First of all, there is an element of exploration of new categories of pipe blend—new directions; roads less traveled by. That is always fun, and satisfying. So some of my new blends are the result of curiosity and adventure.
More often than not, I explore a new blend because I've run out of my supply of one or more specific ingredients needed to make a batch of an earlier blend. That is similar in spirit to our Quarantine Cooking thread—making something nice from whatever happens to be available at the moment. Sometimes, those impromptu ingredients are actually ones that I've had and ignored for a long time (e.g. a large bag of burley red tips that
@BigBonner sent me years ago, and that were "old" already, at the time he sent them. This kilned into the finest burley I've ever had the joy of smoking).

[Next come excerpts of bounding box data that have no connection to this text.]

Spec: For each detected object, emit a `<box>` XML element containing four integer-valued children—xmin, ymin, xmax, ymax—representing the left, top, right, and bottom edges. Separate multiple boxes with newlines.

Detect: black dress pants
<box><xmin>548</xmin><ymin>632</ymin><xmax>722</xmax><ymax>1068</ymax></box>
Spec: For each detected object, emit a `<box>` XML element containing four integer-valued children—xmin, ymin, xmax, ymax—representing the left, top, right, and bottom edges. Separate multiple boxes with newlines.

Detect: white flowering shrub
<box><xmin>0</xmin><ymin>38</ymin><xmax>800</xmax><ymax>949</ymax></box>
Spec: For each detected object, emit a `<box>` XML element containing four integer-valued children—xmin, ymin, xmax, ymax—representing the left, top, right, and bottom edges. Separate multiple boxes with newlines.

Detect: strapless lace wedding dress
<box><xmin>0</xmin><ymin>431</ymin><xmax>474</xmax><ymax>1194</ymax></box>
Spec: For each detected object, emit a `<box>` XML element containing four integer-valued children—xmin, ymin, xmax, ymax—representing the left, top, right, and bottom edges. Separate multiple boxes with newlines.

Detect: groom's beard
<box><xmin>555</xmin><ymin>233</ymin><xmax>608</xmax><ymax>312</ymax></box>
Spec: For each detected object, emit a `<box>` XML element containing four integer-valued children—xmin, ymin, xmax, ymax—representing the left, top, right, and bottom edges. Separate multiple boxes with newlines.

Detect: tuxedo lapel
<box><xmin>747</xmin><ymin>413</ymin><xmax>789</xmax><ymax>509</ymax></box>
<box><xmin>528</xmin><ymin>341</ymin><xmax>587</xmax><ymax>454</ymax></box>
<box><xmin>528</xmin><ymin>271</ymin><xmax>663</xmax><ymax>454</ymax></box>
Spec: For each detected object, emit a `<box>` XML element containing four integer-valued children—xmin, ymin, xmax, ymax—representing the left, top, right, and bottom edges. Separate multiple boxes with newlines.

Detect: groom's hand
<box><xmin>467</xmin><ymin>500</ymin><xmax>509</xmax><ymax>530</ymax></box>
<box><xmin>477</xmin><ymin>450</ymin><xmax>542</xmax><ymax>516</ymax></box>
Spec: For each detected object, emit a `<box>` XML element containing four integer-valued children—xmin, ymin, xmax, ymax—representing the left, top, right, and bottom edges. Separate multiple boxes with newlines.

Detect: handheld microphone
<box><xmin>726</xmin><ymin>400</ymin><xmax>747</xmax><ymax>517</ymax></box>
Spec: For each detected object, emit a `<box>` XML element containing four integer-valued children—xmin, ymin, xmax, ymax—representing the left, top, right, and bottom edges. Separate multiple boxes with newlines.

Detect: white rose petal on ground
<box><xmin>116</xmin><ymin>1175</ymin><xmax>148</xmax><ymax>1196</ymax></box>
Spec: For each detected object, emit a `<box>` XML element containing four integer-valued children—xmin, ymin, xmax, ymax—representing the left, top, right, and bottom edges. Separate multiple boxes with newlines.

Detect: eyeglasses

Yesterday, in a search for the names of all of McClelland's "Frog" blends, I stumbled into the fact that McClelland conjured over 300 different blends during the company's decades of existence.
a search of "McClelland":
Tobacco Search Keyword Search switch to filter search. Try to search for reviews Change to reviews search
www.tobaccoreviews.com
[I haven't figured out how to get that website to show all 309, rather than only 50.]
In scanning through their list of blends, blend types and specific blend components, I realized that the McClellands had been doing the same thing that I have been doing. When the available components of a current blend vanished from the market, they invented new blends. Their ability to transition their blends in a timely manner, in response to market availability, was not compatible with the new FDA requirements that have hamstrung pipe blenders (and essentially fossilized pipe blends) over recent years. Since they were well past retirement age when the new rules threatened, they simply closed-up shop. Bye-bye McClelland.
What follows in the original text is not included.